Release Road Map Now: Arafat

 

Saturday  April 26, 2003

Agence France Presse

MADRID, 26 April 2003 — Palestinian leader Yasser Arafat has called for the immediate release of an international “road map” leading to the creation of a Palestinian state.

Expressing impatience over repeated delays in the release of the document, Arafat told the Spanish daily ABC that “it is indispensable to publish and immediately put into practice the road map,” particularly since a Palestinian Cabinet had now been set up.

“First it was put off until after the elections in Palestine, which could not be held because of the occupation of our land. Then it was delayed until after the Israeli elections. And then it was put aside until after an Israeli government had been set up. When that was formed, it was put off until the creation of a Palestinian government,” Arafat said in the interview, published yesterday.

“Now there is a Palestinian government, it (the road map) should be applied immediately,” the Palestinian leader said.

The interview was published two days after a Palestinian Cabinet was set up under reformist politician Mahmoud Abbas, a move seen by the United States and Israel as sidelining Arafat, who is blamed for corruption and anti-Israeli violence.

The “road map”, due to lead to the creation of a Palestinian state in 2005, has been drawn up jointly by the United Nations, the European Union, the United States and Russia, but promises to publish it have been repeatedly pushed back by Washington.

In the interview, Arafat also repeated his “categorical condemnation” of a Palestinian attack that killed one Israeli and the assailant in a town north of Tel Aviv on Thursday.

Meanwhile, the European Commission rebuffed yesterday a US call to shun Arafat, saying the European Union would talk to whoever it wanted to.

“Who we contact or who we don’t contact is our business,” said Reijo Kemppinen, a spokesman for the EU’s executive, told reporters at the Commission’s midday news briefing in Brussels.

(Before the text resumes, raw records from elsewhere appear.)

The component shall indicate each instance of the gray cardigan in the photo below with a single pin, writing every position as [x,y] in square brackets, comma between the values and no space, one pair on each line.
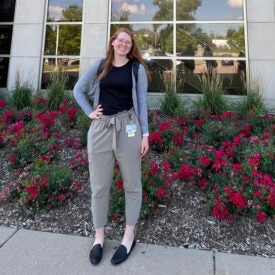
[88,87]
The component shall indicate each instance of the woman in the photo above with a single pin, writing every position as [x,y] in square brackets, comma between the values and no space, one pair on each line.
[119,130]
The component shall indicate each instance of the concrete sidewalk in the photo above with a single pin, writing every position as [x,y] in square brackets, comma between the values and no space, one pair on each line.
[33,252]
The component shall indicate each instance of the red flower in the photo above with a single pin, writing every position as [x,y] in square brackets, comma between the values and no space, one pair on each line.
[2,104]
[204,161]
[237,168]
[178,139]
[218,164]
[237,199]
[164,126]
[261,217]
[62,197]
[220,211]
[161,192]
[153,169]
[119,185]
[185,172]
[156,138]
[72,113]
[33,191]
[254,160]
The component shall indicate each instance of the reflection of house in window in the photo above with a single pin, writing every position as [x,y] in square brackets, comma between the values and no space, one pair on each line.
[220,43]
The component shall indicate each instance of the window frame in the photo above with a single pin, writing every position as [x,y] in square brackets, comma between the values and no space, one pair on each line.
[174,22]
[58,23]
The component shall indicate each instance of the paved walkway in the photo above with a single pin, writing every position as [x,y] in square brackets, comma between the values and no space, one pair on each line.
[34,252]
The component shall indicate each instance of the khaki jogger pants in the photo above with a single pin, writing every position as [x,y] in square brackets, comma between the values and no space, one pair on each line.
[108,141]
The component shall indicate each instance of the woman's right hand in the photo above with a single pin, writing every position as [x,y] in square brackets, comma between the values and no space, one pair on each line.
[97,113]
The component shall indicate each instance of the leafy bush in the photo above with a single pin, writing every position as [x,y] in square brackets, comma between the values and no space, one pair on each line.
[156,179]
[56,89]
[212,93]
[21,95]
[83,123]
[44,186]
[171,103]
[253,102]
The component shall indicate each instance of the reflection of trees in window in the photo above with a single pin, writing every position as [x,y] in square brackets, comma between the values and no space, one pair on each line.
[236,38]
[71,14]
[186,9]
[197,25]
[62,45]
[7,10]
[121,16]
[165,11]
[67,42]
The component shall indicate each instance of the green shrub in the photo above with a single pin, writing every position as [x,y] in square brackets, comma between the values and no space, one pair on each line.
[56,89]
[44,186]
[212,93]
[253,102]
[21,95]
[83,123]
[171,103]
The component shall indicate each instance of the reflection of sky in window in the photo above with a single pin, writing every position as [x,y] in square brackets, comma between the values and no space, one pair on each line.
[220,10]
[143,10]
[57,6]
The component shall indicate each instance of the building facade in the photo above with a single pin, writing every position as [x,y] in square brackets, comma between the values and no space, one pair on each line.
[179,39]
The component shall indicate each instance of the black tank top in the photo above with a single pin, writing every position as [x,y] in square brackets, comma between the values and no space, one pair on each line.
[116,90]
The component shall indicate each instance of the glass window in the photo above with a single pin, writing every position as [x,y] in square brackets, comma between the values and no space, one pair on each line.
[231,73]
[143,10]
[209,10]
[5,38]
[7,10]
[62,40]
[200,36]
[65,10]
[4,65]
[68,65]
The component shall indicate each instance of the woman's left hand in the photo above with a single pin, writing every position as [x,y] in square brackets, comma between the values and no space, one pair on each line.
[144,146]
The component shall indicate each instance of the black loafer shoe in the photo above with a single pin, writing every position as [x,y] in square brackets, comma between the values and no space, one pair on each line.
[121,254]
[96,254]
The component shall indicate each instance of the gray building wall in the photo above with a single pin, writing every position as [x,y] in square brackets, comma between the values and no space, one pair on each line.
[28,40]
[261,45]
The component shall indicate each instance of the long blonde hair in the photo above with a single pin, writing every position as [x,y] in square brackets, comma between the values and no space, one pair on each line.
[134,53]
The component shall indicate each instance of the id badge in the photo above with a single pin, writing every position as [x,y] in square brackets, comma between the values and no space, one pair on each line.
[131,130]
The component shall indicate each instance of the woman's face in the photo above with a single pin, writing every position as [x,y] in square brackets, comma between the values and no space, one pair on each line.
[122,44]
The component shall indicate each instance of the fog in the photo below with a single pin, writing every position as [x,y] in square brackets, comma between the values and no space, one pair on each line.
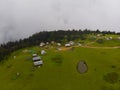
[21,18]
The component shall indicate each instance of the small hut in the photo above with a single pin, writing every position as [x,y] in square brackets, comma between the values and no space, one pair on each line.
[43,52]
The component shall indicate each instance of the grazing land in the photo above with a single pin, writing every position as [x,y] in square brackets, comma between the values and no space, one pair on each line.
[59,71]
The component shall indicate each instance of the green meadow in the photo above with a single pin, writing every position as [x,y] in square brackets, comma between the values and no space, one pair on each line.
[59,70]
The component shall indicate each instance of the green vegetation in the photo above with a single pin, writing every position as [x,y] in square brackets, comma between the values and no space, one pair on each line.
[59,70]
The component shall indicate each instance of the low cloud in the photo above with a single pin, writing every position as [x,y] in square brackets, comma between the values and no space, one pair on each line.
[21,18]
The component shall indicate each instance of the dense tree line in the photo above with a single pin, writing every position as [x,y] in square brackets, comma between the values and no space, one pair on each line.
[47,36]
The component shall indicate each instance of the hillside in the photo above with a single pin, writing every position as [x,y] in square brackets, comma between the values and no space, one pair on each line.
[18,73]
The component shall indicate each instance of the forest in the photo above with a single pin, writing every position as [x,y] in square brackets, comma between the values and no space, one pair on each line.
[61,36]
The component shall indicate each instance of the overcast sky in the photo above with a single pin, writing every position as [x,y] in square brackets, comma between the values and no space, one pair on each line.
[21,18]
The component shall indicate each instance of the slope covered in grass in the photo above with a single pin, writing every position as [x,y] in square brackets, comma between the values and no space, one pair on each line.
[59,70]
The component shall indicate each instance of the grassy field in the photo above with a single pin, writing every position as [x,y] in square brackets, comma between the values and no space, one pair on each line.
[61,76]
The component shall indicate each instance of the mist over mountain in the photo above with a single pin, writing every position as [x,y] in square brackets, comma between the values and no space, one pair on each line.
[20,19]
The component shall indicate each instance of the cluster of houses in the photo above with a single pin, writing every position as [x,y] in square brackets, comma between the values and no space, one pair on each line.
[37,61]
[70,43]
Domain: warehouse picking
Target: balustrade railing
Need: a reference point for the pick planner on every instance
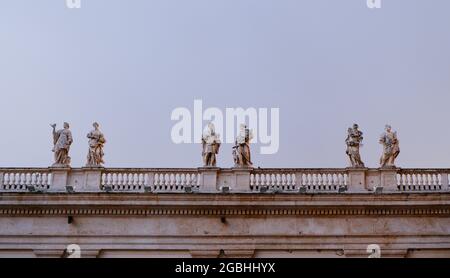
(313, 180)
(156, 180)
(202, 180)
(410, 180)
(22, 180)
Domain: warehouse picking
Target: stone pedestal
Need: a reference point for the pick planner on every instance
(92, 179)
(60, 178)
(208, 183)
(357, 179)
(388, 178)
(241, 180)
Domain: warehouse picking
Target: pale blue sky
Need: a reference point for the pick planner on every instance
(127, 64)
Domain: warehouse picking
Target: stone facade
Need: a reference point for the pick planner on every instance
(265, 213)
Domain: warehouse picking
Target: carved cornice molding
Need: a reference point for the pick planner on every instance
(443, 211)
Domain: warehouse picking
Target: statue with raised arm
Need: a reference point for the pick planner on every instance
(353, 142)
(62, 139)
(241, 150)
(391, 147)
(211, 145)
(96, 142)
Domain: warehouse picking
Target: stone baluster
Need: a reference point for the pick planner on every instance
(444, 181)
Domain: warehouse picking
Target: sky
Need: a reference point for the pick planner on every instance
(325, 64)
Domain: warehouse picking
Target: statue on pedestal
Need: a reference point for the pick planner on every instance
(353, 141)
(62, 139)
(96, 143)
(391, 147)
(241, 150)
(211, 145)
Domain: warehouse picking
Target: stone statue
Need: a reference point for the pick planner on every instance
(211, 145)
(353, 141)
(96, 143)
(391, 147)
(241, 150)
(62, 139)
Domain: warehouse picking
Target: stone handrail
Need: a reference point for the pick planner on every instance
(223, 180)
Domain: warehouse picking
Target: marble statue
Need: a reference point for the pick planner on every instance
(96, 143)
(241, 150)
(391, 147)
(62, 139)
(211, 145)
(353, 141)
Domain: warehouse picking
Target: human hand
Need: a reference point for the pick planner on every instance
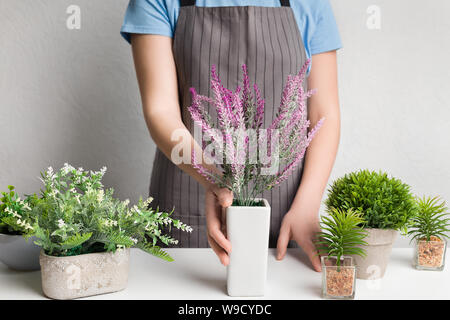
(216, 200)
(303, 228)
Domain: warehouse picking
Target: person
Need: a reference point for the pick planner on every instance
(175, 43)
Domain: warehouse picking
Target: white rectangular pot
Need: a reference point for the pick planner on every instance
(248, 232)
(84, 275)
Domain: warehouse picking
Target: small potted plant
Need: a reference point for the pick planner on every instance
(429, 228)
(252, 159)
(386, 205)
(86, 233)
(16, 252)
(341, 236)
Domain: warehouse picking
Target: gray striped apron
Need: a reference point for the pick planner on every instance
(268, 41)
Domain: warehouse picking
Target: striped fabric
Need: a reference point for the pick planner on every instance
(268, 41)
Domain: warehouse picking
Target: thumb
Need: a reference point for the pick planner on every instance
(224, 197)
(283, 240)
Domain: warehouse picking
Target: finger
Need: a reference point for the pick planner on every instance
(313, 256)
(221, 254)
(224, 197)
(283, 240)
(214, 224)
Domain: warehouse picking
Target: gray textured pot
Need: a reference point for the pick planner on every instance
(18, 253)
(84, 275)
(378, 251)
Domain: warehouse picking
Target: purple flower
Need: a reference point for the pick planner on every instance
(241, 110)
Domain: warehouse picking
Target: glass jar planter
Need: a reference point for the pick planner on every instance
(338, 282)
(430, 255)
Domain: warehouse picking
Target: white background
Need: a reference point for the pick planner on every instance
(71, 95)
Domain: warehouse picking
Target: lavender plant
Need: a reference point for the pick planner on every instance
(245, 151)
(76, 215)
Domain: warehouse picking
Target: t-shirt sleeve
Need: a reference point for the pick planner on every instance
(146, 17)
(326, 34)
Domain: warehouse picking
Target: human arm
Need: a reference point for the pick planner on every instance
(301, 222)
(157, 78)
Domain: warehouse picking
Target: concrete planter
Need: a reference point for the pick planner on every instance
(378, 251)
(18, 253)
(84, 275)
(248, 231)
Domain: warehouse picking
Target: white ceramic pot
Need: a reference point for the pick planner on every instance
(84, 275)
(18, 253)
(378, 251)
(248, 231)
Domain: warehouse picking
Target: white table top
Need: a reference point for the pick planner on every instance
(197, 274)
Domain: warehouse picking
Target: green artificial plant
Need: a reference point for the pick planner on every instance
(341, 234)
(76, 215)
(384, 202)
(431, 220)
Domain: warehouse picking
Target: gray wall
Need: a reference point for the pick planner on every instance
(71, 95)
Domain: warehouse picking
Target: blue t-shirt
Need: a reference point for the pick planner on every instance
(314, 17)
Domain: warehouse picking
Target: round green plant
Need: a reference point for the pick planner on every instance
(431, 220)
(341, 234)
(385, 202)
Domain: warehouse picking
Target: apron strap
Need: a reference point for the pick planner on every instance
(185, 3)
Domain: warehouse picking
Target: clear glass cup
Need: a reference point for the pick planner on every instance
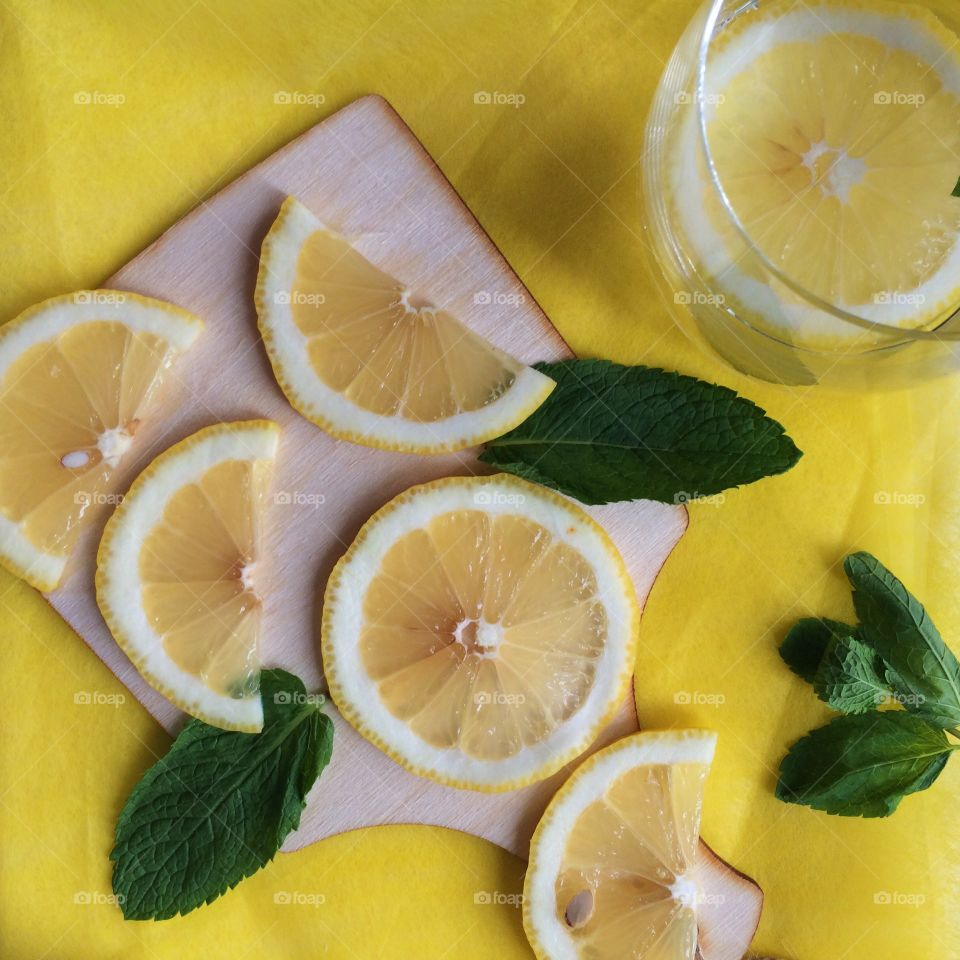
(724, 287)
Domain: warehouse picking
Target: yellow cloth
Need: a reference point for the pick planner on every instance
(85, 185)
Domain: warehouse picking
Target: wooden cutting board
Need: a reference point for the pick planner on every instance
(363, 172)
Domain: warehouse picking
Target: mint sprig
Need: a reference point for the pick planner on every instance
(610, 432)
(219, 804)
(923, 669)
(863, 764)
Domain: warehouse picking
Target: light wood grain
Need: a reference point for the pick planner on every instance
(363, 172)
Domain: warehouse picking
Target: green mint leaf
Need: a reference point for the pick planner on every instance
(851, 677)
(921, 667)
(610, 432)
(863, 766)
(218, 806)
(806, 643)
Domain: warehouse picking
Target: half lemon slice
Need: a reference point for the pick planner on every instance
(77, 377)
(177, 571)
(833, 130)
(616, 868)
(480, 630)
(359, 354)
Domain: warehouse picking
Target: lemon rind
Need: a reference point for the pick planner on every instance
(748, 296)
(117, 579)
(355, 696)
(549, 937)
(43, 322)
(311, 398)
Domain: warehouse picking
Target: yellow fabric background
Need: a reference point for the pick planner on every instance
(83, 187)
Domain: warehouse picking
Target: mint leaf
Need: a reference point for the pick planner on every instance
(806, 643)
(851, 677)
(921, 667)
(863, 766)
(218, 806)
(610, 432)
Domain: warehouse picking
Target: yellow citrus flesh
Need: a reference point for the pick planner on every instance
(364, 357)
(196, 567)
(613, 862)
(628, 849)
(177, 571)
(465, 619)
(839, 154)
(71, 402)
(480, 631)
(366, 342)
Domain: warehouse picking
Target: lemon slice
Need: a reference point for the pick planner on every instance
(77, 376)
(615, 862)
(833, 130)
(177, 569)
(357, 353)
(480, 630)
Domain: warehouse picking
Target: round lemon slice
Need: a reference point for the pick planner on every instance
(177, 571)
(78, 374)
(833, 129)
(613, 862)
(481, 631)
(356, 352)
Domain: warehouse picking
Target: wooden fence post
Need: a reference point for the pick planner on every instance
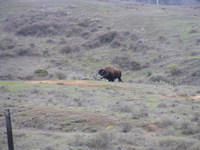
(9, 130)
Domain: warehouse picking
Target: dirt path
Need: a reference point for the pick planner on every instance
(84, 83)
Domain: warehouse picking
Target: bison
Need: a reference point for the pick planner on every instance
(111, 73)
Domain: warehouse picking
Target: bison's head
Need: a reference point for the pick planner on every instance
(102, 72)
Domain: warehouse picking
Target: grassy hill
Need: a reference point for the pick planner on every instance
(80, 37)
(65, 43)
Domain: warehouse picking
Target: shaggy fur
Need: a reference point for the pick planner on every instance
(111, 73)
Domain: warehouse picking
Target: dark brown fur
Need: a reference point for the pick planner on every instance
(111, 73)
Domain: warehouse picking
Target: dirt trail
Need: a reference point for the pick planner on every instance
(78, 83)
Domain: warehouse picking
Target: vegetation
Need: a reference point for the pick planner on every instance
(50, 54)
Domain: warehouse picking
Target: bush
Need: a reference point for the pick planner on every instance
(100, 141)
(126, 127)
(173, 143)
(41, 72)
(126, 63)
(7, 43)
(173, 69)
(60, 75)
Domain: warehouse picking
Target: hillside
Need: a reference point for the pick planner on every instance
(51, 51)
(75, 39)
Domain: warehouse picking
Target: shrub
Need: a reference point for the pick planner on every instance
(149, 73)
(7, 43)
(60, 75)
(126, 63)
(100, 141)
(173, 69)
(41, 72)
(126, 127)
(173, 143)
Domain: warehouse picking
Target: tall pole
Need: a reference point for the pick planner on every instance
(9, 130)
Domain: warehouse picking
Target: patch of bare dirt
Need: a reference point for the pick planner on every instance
(73, 83)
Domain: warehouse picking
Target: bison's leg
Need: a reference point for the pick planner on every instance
(111, 80)
(119, 79)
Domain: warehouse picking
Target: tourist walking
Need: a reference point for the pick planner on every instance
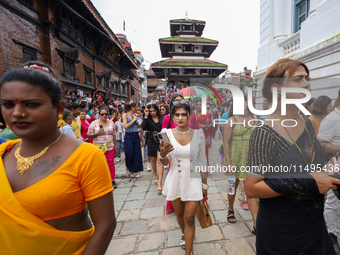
(133, 154)
(85, 123)
(290, 216)
(236, 135)
(45, 204)
(184, 185)
(206, 123)
(104, 133)
(152, 123)
(321, 108)
(120, 135)
(329, 137)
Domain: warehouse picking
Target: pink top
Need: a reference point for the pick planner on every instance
(84, 128)
(193, 123)
(108, 135)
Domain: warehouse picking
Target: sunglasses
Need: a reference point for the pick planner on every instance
(184, 101)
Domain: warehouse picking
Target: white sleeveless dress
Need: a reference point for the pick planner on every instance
(184, 179)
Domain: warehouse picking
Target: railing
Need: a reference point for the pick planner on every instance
(291, 44)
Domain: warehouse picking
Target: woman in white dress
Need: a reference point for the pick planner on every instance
(185, 184)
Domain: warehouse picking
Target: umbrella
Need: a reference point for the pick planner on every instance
(196, 91)
(192, 91)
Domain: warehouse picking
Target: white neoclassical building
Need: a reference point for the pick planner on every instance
(308, 30)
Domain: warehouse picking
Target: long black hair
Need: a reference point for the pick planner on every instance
(156, 108)
(186, 107)
(171, 106)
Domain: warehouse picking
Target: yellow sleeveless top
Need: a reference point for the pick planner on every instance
(22, 226)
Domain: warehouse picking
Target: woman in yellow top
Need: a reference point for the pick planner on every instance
(49, 181)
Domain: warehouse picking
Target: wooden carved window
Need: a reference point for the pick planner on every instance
(70, 59)
(88, 75)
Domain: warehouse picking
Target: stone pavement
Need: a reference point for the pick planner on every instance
(143, 228)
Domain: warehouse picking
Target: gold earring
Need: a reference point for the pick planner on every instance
(61, 122)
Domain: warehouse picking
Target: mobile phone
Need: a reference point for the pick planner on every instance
(164, 136)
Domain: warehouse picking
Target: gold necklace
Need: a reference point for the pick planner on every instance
(24, 163)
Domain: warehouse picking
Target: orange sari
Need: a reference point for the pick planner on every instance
(21, 232)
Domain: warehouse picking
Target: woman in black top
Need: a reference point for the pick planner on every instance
(153, 124)
(290, 217)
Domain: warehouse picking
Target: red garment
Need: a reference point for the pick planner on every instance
(85, 126)
(207, 132)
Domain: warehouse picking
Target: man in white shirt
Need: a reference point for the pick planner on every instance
(67, 129)
(329, 137)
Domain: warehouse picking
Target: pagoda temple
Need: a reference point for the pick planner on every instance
(187, 54)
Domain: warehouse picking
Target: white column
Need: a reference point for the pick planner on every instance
(281, 26)
(313, 6)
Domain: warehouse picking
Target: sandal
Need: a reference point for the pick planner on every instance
(135, 175)
(160, 189)
(245, 206)
(182, 243)
(231, 216)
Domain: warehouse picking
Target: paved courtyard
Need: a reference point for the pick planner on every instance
(143, 228)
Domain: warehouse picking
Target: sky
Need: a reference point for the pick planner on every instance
(234, 23)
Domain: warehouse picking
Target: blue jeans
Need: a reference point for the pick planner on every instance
(133, 152)
(120, 147)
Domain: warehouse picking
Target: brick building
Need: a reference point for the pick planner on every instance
(72, 38)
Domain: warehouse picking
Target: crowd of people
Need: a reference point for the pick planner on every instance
(67, 145)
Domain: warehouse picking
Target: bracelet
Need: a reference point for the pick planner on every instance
(160, 156)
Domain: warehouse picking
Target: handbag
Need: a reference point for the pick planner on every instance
(203, 215)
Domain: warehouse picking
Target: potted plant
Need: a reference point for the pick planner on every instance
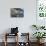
(39, 36)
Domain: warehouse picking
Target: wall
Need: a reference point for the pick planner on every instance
(24, 23)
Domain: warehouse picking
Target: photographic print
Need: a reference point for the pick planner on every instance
(17, 12)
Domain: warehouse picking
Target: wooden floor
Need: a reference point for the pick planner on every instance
(13, 44)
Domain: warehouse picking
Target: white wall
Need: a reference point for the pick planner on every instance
(24, 23)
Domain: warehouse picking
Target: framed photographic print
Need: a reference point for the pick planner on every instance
(41, 8)
(17, 12)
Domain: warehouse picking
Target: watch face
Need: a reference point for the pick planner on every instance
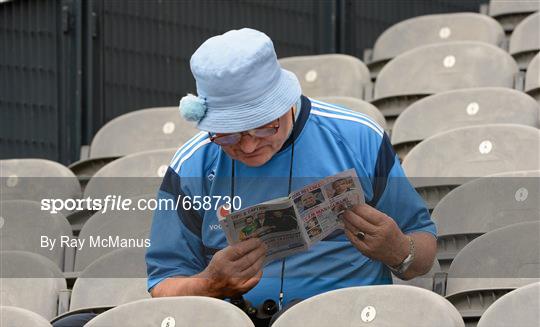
(406, 263)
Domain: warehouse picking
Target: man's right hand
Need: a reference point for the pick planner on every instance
(235, 269)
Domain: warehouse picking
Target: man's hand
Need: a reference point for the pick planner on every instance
(382, 239)
(235, 269)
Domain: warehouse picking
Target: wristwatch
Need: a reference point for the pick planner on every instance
(400, 269)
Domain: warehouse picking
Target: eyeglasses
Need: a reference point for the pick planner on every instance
(234, 138)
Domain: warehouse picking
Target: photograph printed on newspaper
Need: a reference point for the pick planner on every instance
(292, 224)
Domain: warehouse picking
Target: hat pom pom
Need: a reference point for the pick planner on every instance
(192, 108)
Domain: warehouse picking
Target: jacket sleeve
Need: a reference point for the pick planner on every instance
(176, 247)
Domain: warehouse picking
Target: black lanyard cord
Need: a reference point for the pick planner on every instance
(289, 189)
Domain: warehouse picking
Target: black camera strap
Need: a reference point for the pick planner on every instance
(289, 189)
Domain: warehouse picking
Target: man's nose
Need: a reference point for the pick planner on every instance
(248, 143)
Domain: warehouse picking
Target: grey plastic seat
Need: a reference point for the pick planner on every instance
(382, 305)
(440, 67)
(182, 311)
(425, 281)
(422, 30)
(532, 79)
(24, 226)
(18, 317)
(517, 308)
(509, 13)
(330, 75)
(357, 105)
(448, 159)
(459, 108)
(37, 179)
(137, 131)
(491, 266)
(483, 205)
(33, 282)
(110, 228)
(525, 40)
(116, 278)
(132, 175)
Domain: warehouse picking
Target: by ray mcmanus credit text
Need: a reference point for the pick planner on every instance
(93, 242)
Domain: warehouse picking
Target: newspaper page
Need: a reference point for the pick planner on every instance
(293, 224)
(275, 223)
(322, 203)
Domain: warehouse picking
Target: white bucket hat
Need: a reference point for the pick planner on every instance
(240, 83)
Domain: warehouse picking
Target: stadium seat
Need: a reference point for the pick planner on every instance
(330, 75)
(106, 228)
(492, 265)
(483, 205)
(18, 317)
(510, 12)
(183, 311)
(357, 105)
(382, 305)
(135, 174)
(532, 79)
(116, 278)
(31, 281)
(422, 30)
(137, 131)
(517, 308)
(440, 67)
(448, 159)
(24, 226)
(525, 40)
(37, 179)
(424, 281)
(459, 108)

“We do intend to maintain our dialogue with the Palestinian Authority. When it comes to implementation of the road map we intend to play our role to the full,” he added.

“Arafat remains president of the Palestinian Authority and chairman of the Palestine Liberation Organization,” said Emma Udwin, spokeswoman for European External Relations Commissioner Chris Patten. “I’m not aware that that has changed.” The US assistant secretary of state for European affairs, Elizabeth Jones, said in a newspaper interview Thursday that European leaders should stop visiting Arafat if they want to help the Middle East peace process.

“The more European prime ministers go visit Arafat, the more Arafat will feel tempted to interfere in a negative way (in the establishment of a new Palestinian government),” she told Portuguese daily O Publico.

Jones said the EU had a responsibility, as co-author of the road map for Middle East peace, to “ensure that Yasser Arafat understood that he is no longer in charge, that Abu Mazen is in charge and he must be supported”.